[Development] Android port - Why do we need Ministro?

Eskil Abrahamsen Blomfeldt eskil.abrahamsen-blomfeldt at digia.com
Fri Jan 11 16:07:12 CET 2013


On 01/11/2013 03:36 PM, Felipe Crochik wrote:
> Are there plans to change this flow? I have to assume there were good 
> reasons to do like this but without actually looking into the code it 
> seems that would make more sense to combine the ministro code with the 
> java wrapper generated for each application, no?
>
> I understand ministro plays an important part and donwloads the right 
> version of the libraries for each device and that we would have to 
> duplicate its code with every application but it seems like a very 
> reasonable price to pay if that would actually make the "first 
> install" experience better. Are there any other technical reasons why 
> this approach would not work?

Hi,

We need alternative deployment mechanisms for the use cases that are not 
covered by Ministro, but there are issues with this for deploying 
imports and plugins and Ministro also makes it easier to deploy to 
different devices, as it downloads the correct version of the platform 
plugin for you. I think this is all solvable somehow, but I don't think 
the solution is integrating Ministro in each app, because each app would 
still have to download their own libraries if there's no central 
repository on the device. I think it would be better to make a secondary 
deployment method which allows you to put everything you need into the 
apk so that the app works out of the box and you have full control over 
the Qt libraries it uses and when these are updated. I'm not 100% sure 
what that would require at the moment, though. It could mean building 
statically, or it could mean something else.

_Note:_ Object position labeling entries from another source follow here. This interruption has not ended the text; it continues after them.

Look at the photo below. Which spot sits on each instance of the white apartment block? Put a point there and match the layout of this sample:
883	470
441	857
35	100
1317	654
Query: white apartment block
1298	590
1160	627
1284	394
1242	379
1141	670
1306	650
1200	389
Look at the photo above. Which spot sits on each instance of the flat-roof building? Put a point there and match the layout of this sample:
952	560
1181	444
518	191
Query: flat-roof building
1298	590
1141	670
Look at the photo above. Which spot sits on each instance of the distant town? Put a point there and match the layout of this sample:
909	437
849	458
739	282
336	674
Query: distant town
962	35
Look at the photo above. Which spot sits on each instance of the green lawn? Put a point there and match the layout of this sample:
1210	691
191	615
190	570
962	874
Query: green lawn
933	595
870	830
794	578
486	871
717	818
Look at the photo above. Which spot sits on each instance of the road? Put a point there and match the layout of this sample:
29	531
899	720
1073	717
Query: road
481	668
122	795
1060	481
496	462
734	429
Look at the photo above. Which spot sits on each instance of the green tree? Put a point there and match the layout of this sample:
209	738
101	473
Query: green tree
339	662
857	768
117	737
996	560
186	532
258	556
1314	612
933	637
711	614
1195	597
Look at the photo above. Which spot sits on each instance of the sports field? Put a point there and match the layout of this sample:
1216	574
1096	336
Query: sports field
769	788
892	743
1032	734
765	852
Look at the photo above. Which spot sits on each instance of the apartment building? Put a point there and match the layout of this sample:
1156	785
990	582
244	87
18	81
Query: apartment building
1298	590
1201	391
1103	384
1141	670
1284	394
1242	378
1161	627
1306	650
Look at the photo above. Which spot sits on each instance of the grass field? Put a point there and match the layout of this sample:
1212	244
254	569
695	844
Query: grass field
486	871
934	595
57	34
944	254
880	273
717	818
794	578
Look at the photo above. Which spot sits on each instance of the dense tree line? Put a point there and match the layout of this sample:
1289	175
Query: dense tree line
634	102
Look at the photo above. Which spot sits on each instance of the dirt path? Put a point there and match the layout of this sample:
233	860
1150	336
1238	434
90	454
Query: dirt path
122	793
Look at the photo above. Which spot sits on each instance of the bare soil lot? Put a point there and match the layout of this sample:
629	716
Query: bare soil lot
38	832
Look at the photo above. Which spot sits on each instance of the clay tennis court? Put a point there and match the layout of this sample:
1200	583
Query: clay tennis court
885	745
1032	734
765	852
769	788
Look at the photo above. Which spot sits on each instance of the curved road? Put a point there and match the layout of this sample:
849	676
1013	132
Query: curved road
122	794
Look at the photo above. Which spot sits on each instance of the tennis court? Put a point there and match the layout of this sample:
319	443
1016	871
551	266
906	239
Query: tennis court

So the bottom line: I do think we need support for this, but I think we 
should spend the time to find the right solution, so it's not likely to 
happen for the experimental version of the port we're planning to 
release with Qt 5.1. Since Ministro is well-tested and provides both a 
simple and working way of deploying and updating the libraries, imports 
and plugins we need, and it allows several apps to share the same 
binaries, so you avoid bloating the size of your app (which might a 
problem depending on how large your app is to begin with), I think it's 
a good solution for the first version of the port.